Ele estava ali. Na verdade, estranhei. Calado e amargurado. Bravio na agressividade que amansava com os dedos irritados pela insatisfação. De vez em quando, espreitava por cima dos exasperados pardais enxovalhados nos beirais dos telhados.
Ali, estava ele. Estupidamente sombrio. As nuvens. Uma a uma, ele as contava. E descontava-lhes as figuras depravadas que mostravam. Descobria-lhes assíncronas vontades. Nos olhos, destapei-lhe as arritmias lascivas que teimavam em ripostar.
Naquela tarde, eu tinha que o deixar descarregar nas nuvens. Permitir que as atingisse na loucura que ousavam. Nas indecências que escreviam. Assim, num bilhete ardente de cinzentos imprudentes. Comprazer-se na indecência de as esmurrar. Pela leviandade dos baixos vícios. Pela grosseria das fagulhas que troavam gemidos espavoridos. Tinha! Mesmo que, na extemporânea trovoada da perversão, as nuvens ficassem.
Naquela tarde, não deixei! As nuvens não tinham culpa de carregar projécteis impacientes por outros ventos. De não saber cair inteiras. E ele sangrou. Para não se magoar. E chegou lá com os pés no chão. Então, reparou nos pedacinhos de azul que esperavam um poema favorável. E sorriu. Com gentileza.
É Agosto. O sol anda quente e o tempo seco. Não chove por razões que o coração conhece. A chuva encharca os corpos. Forma-se nas nuvens que saracoteiam alegremente. Metamorfoses condensadas às voltas no ar por causa do vento. Penhascos negros. Desenhos fingidos. E o rapazote grita que vê um peixe no céu. E a mãe não vê nada. Não acredita Mas pergunta-lhe onde. E ele ri. O seu dedinho afoito aponta a direcção certa. E está ali. Um peixe e mais à frente um avião e uma ovelha. E muita gente também. E pergunta, apatetado com a falta de visão da mãe, se ela não está ver. Ela finge que sim. Tudo corresponde ao que ele diz, garante. No entanto, não consegue descortinar desenhos infantis. Muito menos no mar. Mas diz que sim. E riem-se culpados. Um viu o outro não. E o céu está azul, o mar é que não. E indica os olhos, o nariz a boca e o cão. Olha o rabo dele, mãe. Só que o cão morde, alerta a mãe. O petiz sabe, ela é que não. Na sua cabeça já não entram ilusões. Tudo é excessivamente real. E uma dor ganha forma definida. Dói com sabor a desilusão. Com aroma a desencanto.

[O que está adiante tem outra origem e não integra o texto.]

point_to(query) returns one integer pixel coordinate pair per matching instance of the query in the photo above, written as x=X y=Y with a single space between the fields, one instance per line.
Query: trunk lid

E bem lá no alto, mais para a esquerda, vislumbra uma teia e uma aranha. Enredam-se os fios. São fortes e resistentes à chuva. Por isso, capturam as suas presas. Ela não compreende, porém vê. Assusta-se. E as nuvens seguem por atalhos vagabundeando pelo céu. Para locais que ela conhece, ele ainda não. Para um sítio longínquo chamado passado. Outro lá para a terra das recordações. E naquele instante deseja apenas o futuro. E chora. As mãos têm gotículas de água nos dedos. Os cabelos encaracolam-se com a humidade. O chapéu é um acessório, logo dispensável. O garoto pede-lhe que feche o guarda-chuva. Que não chove. Que ela está a imaginar chuva em Agosto.Mas em Agosto também chove. Chuva que não molha, porém arranha.
Em Agosto, a mãe escreve palavras que falam de afectos, ao mesmo tempo que dos seus olhos tombam prantos decepcionados. E no papel nasce um desenho manchado. O menino olha e anuncia satisfeito que a mãe rascunhou uma nuvem. E que ela parece uma rena a dançar. E pede-lhe que desenhe só para ele. Aponta para o Pai-Natal, mais além. Vês, mãe?
Faz mais! Assim, pode guardar os desenhos na gaveta. Ou encerrá-los no seu peito para mais tarde os redesenhar, mesmo contra o vento. Ou apagá-los com uma borracha branca. Ou riscá-los como os aviões fazem ao céu. E conclui que a vida é feita de enganos e desenganos. De ilusões e realidades. De lágrimas de rir e de chorar.
Se escrevo o que sinto é porque assim diminuo a febre de sentir. O que confesso não tem importância, pois nada tem importância. Faço paisagens com o que sinto.